Here, the City tried to extend the Williamson County doctrine from only Fifth Amendment takings claims to Fourteenth Amendment due process claims.  According to the City, even though it formally revoked her business permits, without notice or hearing, Ms. Bowlby was not allowed to fight for her rights in federal court.  The City claimed her due process claim was barred by the same, multi-layered ripeness barriers as any takings claim. Unfortunately, the district court agreed with the City, and dismissed Ms. Bowlby’s claims as unripe.  That’s where PLF came in.

PLF filed a brief in the Fifth Circuit arguing that there is not, and should not, be any requirement that due process plaintiffs must pursue after the fact remedies — at the city or state court level — before they can challenge a taking of their property without proper notice and hearing.  The injury, and thus, they right to sue, exist at the moment the deprivation occurs without due process — not at some later time.   Today, the Court agreed with PLF – and explicitly recognized PLF’s work in this area:  Here is what the Court said:

[Bowlby's] appeal is supported by an amicus curiae brief submitted by the Pacific Legal Foundation (“Foundation”), a charitable organization dedicated to preserving the individual right to make reasonable use of private property. The Foundation argues that the district judge incorrectly applied a ripeness requirement to Bowlby’s procedural due process claim, because that claim was actionable as soon as a predeprivation hearing was denied.

The Court goes on:

We agree with the Foundation that the Williamson County final-decision requirement makes more sense when the taking alleged is a regulatory taking.
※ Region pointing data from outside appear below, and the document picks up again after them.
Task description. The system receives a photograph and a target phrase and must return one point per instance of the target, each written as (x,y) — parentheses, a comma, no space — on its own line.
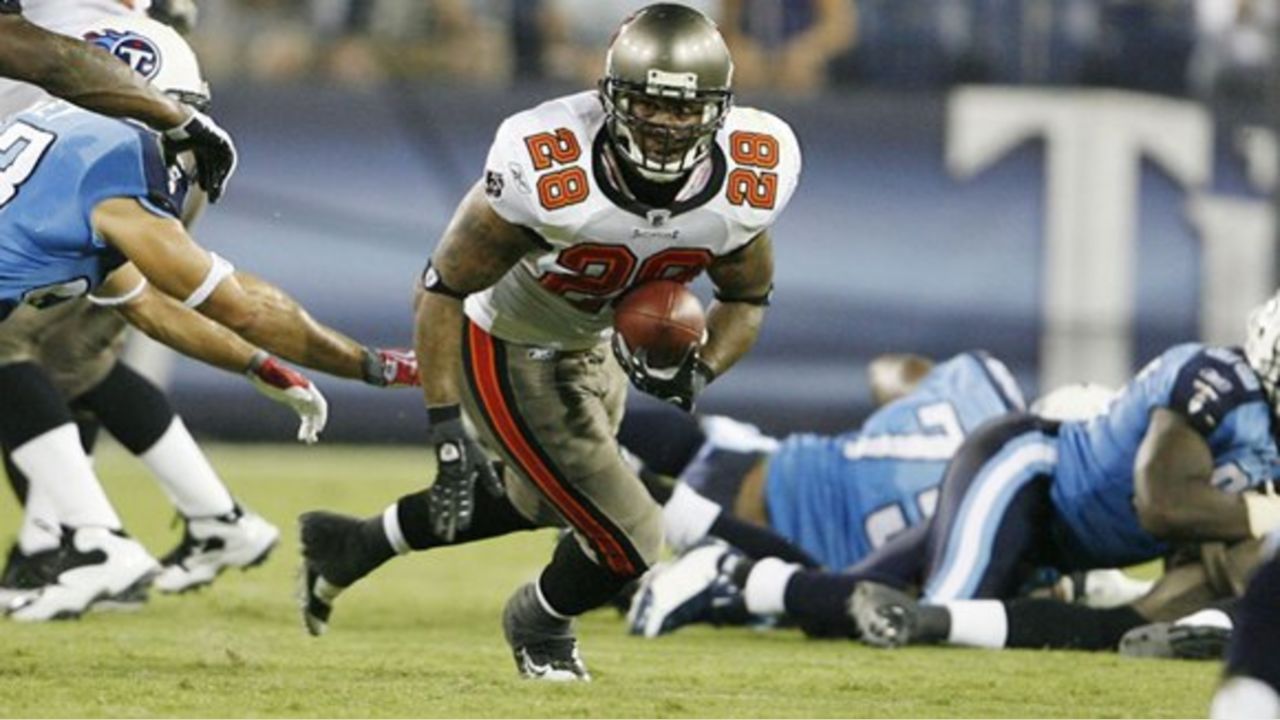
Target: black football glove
(215,153)
(680,384)
(178,14)
(460,461)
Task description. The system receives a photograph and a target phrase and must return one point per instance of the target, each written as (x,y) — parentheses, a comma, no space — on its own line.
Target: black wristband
(443,414)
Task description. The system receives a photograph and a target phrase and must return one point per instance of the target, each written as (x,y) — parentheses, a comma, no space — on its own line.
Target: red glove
(394,367)
(289,387)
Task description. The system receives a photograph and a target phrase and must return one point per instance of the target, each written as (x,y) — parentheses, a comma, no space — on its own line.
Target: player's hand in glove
(391,367)
(460,463)
(289,387)
(215,153)
(679,384)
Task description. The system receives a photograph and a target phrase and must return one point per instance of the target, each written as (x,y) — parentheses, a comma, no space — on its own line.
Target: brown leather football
(661,317)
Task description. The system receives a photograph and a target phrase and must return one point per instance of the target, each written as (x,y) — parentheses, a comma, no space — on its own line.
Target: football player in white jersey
(654,174)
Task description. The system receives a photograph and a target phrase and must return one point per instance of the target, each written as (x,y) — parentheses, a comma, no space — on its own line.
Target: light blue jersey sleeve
(62,163)
(840,497)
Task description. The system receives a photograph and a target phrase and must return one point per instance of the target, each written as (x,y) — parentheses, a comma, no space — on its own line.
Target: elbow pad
(218,272)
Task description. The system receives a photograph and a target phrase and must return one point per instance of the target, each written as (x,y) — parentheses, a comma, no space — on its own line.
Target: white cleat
(97,565)
(693,588)
(211,545)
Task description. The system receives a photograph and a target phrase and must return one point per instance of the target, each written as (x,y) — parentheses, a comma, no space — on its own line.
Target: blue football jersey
(56,164)
(840,497)
(1216,391)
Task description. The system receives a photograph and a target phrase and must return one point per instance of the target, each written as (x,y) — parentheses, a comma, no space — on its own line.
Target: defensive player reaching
(653,176)
(80,351)
(74,72)
(1180,456)
(119,241)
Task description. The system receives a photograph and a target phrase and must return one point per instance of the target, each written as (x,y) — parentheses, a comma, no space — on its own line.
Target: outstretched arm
(191,333)
(743,283)
(255,310)
(76,72)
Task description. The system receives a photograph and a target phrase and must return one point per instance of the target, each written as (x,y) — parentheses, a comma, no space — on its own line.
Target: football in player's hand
(663,318)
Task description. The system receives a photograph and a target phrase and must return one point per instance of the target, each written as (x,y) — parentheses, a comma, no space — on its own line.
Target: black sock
(1050,623)
(492,516)
(818,602)
(32,405)
(572,583)
(758,542)
(131,408)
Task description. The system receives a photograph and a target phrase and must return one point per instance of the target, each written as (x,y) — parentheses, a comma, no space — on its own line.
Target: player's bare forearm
(168,322)
(77,72)
(743,281)
(284,327)
(1173,491)
(478,249)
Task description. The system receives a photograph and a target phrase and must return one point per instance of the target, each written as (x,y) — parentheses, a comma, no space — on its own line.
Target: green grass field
(421,638)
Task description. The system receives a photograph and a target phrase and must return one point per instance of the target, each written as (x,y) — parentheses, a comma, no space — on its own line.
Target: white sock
(186,474)
(56,465)
(391,527)
(40,529)
(978,623)
(688,516)
(1243,697)
(767,586)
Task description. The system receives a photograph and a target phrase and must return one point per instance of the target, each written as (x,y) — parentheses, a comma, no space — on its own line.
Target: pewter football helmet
(1262,345)
(666,60)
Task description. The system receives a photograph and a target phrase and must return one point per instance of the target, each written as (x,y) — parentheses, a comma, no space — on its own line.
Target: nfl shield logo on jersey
(136,50)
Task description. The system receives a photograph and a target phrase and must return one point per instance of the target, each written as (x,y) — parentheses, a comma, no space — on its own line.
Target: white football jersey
(545,172)
(64,17)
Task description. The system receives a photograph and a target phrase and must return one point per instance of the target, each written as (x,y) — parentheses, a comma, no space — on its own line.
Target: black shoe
(544,646)
(24,574)
(1170,639)
(885,616)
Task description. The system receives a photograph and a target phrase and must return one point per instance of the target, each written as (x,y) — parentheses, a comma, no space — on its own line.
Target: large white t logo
(1095,142)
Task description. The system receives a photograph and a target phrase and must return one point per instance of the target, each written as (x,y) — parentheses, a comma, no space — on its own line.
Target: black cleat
(544,646)
(1173,639)
(24,574)
(329,564)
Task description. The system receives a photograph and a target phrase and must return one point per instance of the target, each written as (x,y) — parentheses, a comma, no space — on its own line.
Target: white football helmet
(155,51)
(1077,401)
(1261,341)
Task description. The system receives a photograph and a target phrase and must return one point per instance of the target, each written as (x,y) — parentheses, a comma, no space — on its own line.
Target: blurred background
(1073,185)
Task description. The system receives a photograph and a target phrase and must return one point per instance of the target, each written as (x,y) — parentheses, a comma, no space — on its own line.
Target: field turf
(421,637)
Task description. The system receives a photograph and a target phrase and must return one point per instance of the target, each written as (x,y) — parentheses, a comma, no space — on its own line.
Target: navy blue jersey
(840,497)
(56,164)
(1219,395)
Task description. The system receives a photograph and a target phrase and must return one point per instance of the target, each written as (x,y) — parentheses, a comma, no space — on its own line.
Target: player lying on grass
(1182,455)
(1252,684)
(830,501)
(119,241)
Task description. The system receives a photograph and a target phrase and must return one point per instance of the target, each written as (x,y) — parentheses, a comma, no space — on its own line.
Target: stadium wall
(993,218)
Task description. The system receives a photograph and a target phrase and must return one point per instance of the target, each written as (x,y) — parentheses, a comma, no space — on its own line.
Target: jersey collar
(608,182)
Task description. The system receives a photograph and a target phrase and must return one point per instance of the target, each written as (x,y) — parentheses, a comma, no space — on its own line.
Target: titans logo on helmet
(136,50)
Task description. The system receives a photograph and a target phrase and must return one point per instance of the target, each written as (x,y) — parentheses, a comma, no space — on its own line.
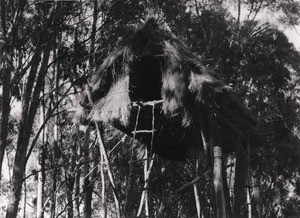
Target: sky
(292,32)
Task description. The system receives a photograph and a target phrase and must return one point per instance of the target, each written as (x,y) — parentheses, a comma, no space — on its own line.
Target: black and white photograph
(150,108)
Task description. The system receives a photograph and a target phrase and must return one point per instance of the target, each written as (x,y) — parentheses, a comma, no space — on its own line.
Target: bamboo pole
(196,192)
(145,189)
(103,154)
(218,183)
(109,172)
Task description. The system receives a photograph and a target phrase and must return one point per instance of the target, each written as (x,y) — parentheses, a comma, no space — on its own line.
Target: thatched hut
(155,89)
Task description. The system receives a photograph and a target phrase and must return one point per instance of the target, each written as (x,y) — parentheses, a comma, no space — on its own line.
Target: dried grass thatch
(182,74)
(178,78)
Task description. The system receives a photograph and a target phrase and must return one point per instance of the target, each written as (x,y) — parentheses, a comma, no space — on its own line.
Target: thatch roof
(153,65)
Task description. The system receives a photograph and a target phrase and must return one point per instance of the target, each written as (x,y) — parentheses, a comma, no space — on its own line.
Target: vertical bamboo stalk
(145,181)
(109,172)
(146,185)
(218,183)
(40,185)
(196,192)
(239,182)
(249,181)
(256,195)
(103,197)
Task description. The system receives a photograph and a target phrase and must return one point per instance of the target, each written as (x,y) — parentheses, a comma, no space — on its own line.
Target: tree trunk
(30,106)
(7,40)
(87,186)
(41,165)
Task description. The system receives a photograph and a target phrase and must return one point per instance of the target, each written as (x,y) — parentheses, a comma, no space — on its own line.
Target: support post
(218,183)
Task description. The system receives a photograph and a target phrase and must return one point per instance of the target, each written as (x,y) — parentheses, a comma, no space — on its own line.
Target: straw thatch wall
(154,65)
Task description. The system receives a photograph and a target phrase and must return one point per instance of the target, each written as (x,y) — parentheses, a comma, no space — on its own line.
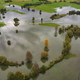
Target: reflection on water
(31,37)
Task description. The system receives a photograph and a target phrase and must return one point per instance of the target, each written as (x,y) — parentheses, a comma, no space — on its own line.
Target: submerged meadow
(29,36)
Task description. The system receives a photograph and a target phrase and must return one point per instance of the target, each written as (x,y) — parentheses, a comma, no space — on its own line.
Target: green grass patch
(69,55)
(49,24)
(50,8)
(16,11)
(2,24)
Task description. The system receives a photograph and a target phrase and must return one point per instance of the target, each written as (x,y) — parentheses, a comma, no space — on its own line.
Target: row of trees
(44,54)
(33,20)
(74,12)
(57,16)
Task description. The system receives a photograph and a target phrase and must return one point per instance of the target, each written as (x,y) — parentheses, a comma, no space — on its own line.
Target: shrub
(70,33)
(19,64)
(29,56)
(27,76)
(16,63)
(3,59)
(35,68)
(46,43)
(22,62)
(9,42)
(11,76)
(43,68)
(11,63)
(33,74)
(44,54)
(21,76)
(16,31)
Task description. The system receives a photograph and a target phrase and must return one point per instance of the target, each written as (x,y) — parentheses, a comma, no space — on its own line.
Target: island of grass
(69,55)
(49,24)
(16,11)
(2,24)
(57,16)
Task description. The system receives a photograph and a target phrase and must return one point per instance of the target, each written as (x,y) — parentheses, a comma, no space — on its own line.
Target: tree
(63,27)
(35,68)
(11,76)
(44,54)
(70,33)
(41,20)
(3,59)
(65,43)
(29,56)
(21,76)
(40,12)
(46,43)
(16,20)
(56,28)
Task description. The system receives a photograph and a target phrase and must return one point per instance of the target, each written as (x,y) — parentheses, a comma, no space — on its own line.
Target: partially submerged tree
(16,20)
(63,27)
(3,59)
(35,68)
(56,28)
(44,54)
(41,20)
(46,43)
(29,56)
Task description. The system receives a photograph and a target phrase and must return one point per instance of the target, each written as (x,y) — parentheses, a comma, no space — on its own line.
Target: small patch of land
(57,16)
(69,55)
(2,24)
(49,24)
(16,11)
(21,0)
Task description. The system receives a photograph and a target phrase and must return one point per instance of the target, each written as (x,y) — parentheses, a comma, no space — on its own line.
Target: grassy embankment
(50,8)
(49,24)
(2,24)
(16,11)
(70,55)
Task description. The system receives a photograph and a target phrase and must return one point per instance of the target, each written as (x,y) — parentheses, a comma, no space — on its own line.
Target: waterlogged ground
(31,37)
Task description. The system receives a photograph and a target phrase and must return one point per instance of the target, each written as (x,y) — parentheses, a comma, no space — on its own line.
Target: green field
(49,24)
(70,55)
(50,8)
(2,24)
(16,11)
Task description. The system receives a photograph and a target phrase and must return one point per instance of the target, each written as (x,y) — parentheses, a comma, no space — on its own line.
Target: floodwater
(31,38)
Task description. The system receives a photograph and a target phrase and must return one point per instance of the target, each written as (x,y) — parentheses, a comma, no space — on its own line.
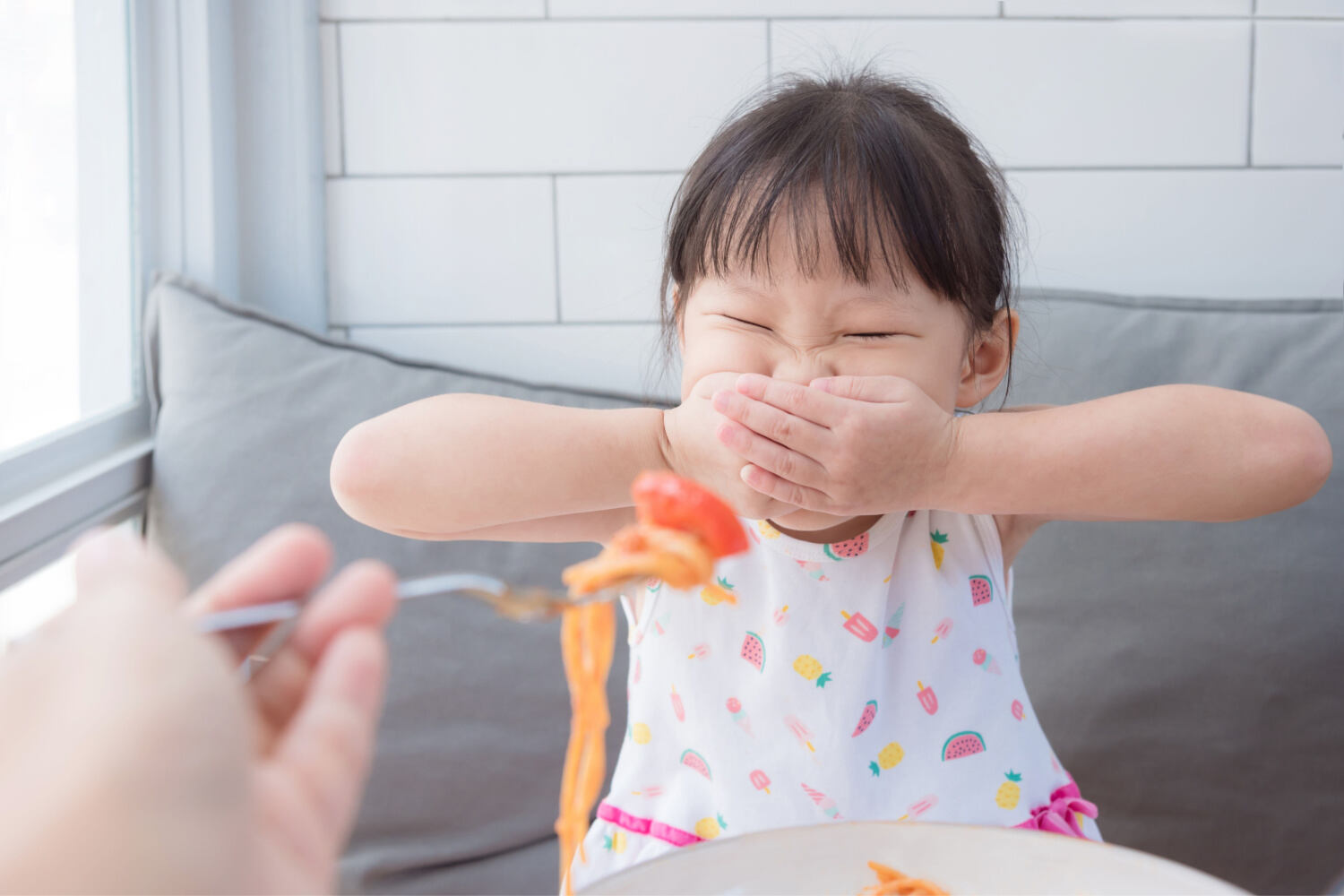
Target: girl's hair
(890,167)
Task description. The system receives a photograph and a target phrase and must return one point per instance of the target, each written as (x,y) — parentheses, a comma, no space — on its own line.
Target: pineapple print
(1008,791)
(718,592)
(811,669)
(889,758)
(937,540)
(710,828)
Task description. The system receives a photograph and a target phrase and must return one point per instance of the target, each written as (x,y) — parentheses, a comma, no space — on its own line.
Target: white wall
(499,171)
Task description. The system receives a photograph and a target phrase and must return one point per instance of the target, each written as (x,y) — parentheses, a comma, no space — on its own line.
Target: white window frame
(188,215)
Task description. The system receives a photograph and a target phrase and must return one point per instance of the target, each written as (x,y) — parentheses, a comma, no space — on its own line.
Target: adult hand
(134,761)
(841,445)
(695,452)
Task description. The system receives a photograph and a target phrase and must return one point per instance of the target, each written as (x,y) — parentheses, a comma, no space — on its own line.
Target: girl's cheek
(717,352)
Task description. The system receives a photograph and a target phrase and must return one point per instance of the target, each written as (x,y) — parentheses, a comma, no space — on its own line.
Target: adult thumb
(113,564)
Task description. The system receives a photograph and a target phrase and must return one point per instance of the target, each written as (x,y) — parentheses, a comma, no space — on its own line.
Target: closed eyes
(761,327)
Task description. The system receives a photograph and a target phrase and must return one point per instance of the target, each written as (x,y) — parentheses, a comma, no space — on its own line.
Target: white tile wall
(331,102)
(433,8)
(1126,8)
(1314,8)
(1236,234)
(605,358)
(612,245)
(1298,107)
(416,250)
(771,8)
(540,97)
(499,171)
(1048,94)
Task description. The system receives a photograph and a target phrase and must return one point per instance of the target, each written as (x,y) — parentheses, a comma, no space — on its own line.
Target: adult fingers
(323,756)
(284,564)
(362,595)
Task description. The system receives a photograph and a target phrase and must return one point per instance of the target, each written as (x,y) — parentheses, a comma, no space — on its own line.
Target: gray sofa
(1190,676)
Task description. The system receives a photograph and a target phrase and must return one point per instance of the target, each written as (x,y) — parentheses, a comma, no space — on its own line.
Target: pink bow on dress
(1061,815)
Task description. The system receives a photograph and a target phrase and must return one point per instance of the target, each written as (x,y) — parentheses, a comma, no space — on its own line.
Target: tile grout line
(567,325)
(1099,169)
(340,101)
(769,53)
(715,19)
(876,18)
(1250,94)
(556,246)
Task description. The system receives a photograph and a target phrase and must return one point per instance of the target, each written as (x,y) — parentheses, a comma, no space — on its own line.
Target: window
(74,433)
(30,602)
(66,323)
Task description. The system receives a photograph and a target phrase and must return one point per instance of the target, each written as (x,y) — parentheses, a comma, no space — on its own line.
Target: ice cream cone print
(823,802)
(739,715)
(800,731)
(919,807)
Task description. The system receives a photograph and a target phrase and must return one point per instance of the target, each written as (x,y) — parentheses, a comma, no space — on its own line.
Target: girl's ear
(986,360)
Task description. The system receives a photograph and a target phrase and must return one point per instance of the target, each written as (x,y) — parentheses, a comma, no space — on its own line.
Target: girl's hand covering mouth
(841,445)
(691,450)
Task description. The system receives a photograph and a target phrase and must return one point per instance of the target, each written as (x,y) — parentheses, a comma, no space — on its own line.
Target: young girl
(840,268)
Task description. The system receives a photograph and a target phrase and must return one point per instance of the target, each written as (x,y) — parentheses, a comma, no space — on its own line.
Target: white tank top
(873,678)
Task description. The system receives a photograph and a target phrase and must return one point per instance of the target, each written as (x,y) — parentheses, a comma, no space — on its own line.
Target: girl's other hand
(841,445)
(693,450)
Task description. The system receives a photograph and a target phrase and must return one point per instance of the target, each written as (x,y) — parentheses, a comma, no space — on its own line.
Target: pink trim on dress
(648,826)
(1061,814)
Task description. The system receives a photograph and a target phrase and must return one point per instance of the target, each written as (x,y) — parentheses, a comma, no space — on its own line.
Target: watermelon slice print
(753,650)
(870,712)
(981,591)
(964,743)
(695,762)
(849,548)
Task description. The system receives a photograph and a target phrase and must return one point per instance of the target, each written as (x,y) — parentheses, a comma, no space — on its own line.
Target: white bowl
(961,858)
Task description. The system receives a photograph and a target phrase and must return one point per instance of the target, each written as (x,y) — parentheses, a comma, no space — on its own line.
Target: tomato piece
(663,498)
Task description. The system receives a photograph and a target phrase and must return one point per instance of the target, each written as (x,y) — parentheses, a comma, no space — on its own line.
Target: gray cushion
(1188,675)
(465,780)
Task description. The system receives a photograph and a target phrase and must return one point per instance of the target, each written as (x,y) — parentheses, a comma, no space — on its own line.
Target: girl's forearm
(1163,452)
(464,462)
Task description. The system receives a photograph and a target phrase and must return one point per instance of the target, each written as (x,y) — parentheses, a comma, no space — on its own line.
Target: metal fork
(523,605)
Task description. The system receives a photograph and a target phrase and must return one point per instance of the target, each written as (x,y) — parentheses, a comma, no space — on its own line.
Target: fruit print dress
(873,678)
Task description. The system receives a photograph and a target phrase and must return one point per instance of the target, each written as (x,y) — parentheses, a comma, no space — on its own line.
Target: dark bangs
(881,163)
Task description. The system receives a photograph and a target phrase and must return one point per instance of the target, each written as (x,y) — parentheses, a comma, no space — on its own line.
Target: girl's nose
(803,368)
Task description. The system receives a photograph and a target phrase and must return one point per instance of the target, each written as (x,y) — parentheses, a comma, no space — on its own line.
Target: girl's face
(798,328)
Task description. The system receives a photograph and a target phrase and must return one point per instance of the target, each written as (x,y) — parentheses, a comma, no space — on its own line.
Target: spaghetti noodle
(682,530)
(894,883)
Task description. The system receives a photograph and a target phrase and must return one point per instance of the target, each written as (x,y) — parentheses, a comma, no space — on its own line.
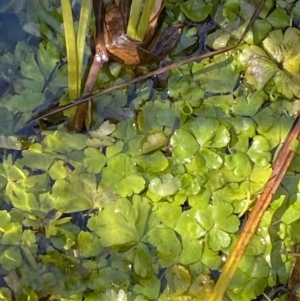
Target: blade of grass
(144,20)
(81,36)
(135,13)
(71,46)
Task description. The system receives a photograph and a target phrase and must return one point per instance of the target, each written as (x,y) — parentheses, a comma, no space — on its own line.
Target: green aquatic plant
(146,206)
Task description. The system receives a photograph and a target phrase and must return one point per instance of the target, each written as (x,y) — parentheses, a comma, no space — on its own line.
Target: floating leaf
(57,170)
(184,146)
(153,142)
(94,161)
(89,245)
(165,185)
(11,258)
(129,222)
(259,151)
(121,174)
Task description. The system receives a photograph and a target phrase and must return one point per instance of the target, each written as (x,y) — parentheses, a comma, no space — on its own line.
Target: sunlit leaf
(94,160)
(129,221)
(165,185)
(121,173)
(184,146)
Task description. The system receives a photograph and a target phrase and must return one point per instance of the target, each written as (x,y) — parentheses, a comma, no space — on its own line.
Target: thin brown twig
(86,98)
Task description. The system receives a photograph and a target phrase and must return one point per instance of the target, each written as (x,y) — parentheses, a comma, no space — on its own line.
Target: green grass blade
(135,13)
(85,13)
(144,21)
(71,46)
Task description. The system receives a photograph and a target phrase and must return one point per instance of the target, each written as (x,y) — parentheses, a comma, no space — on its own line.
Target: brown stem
(281,165)
(100,57)
(86,98)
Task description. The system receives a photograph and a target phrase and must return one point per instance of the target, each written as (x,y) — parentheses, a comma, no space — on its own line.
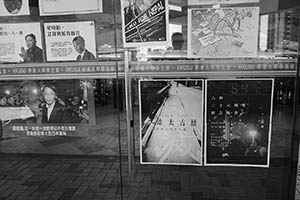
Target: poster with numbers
(238,118)
(171,120)
(70,41)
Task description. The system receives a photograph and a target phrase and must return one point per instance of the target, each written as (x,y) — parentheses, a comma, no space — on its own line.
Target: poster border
(143,44)
(189,35)
(202,123)
(69,22)
(24,10)
(43,13)
(270,125)
(214,2)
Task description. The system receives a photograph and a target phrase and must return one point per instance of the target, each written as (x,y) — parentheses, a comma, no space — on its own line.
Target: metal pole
(118,98)
(295,135)
(128,110)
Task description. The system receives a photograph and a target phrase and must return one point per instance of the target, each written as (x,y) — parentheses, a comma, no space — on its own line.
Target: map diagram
(223,32)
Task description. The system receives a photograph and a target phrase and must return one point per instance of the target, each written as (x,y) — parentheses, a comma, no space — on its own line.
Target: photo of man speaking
(84,54)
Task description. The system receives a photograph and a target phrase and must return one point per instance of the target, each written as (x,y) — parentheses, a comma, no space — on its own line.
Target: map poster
(171,121)
(223,32)
(68,7)
(145,22)
(207,2)
(14,48)
(14,7)
(238,118)
(70,41)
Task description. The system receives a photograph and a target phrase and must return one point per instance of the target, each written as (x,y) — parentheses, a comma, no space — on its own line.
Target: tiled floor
(40,177)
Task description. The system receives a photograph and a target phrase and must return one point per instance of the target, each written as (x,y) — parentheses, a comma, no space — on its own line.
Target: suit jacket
(34,54)
(86,56)
(58,114)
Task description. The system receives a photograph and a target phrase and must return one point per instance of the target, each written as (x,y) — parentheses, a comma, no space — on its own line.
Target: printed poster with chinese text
(223,32)
(14,8)
(62,37)
(144,22)
(67,7)
(13,43)
(45,108)
(207,2)
(171,120)
(238,122)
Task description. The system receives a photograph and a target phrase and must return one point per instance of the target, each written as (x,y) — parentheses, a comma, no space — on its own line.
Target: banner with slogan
(70,41)
(66,7)
(206,2)
(238,122)
(13,43)
(14,8)
(171,121)
(145,23)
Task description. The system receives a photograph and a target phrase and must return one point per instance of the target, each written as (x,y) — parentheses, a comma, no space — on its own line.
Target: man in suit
(84,54)
(131,11)
(33,53)
(53,111)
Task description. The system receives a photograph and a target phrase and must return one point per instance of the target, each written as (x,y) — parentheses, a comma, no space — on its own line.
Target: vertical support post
(91,106)
(295,134)
(128,111)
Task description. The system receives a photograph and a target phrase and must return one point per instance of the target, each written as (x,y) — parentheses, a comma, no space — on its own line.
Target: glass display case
(206,91)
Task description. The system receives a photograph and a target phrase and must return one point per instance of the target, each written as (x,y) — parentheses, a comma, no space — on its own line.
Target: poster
(207,2)
(171,121)
(21,42)
(66,7)
(223,32)
(145,22)
(70,41)
(238,122)
(44,108)
(14,7)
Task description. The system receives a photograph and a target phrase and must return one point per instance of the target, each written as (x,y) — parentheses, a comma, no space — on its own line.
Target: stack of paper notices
(10,113)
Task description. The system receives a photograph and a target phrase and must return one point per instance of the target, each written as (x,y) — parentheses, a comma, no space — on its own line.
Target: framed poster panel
(14,7)
(44,108)
(238,118)
(145,22)
(70,41)
(82,120)
(208,2)
(171,120)
(21,42)
(223,32)
(69,7)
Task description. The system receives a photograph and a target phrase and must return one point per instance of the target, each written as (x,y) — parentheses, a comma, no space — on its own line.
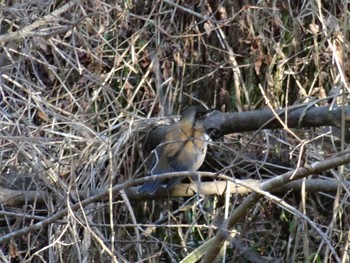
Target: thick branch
(299,116)
(269,185)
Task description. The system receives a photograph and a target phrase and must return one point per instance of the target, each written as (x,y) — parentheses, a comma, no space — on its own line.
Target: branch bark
(274,183)
(299,116)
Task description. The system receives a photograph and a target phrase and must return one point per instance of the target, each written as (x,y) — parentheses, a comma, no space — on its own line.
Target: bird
(183,148)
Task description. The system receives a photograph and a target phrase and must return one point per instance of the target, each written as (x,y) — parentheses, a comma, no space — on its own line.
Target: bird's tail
(150,187)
The Court further agreed with PLF that procedural due process claims, like Bowlby’s, cannot be treated like an unripe takings law, but are analyzed on their own merits, under law that does not require either exhaustion of administrative or state court remedies.  A property owner can sue in federal court the moment they are deprived of property.

This is an important victory for individual rights in America.  The Williamson County doctrine has been denying property owners their rightful day in court for years now. Fortunately, the Fifth Circuit has declined to extend this horrible doctrine any further, and we are grateful that it looked to our brief for its decision.  PLF will continue to fight the injustice that is the Williamson County doctrine in courts throughout the country.  Today, we get to celebrate a little.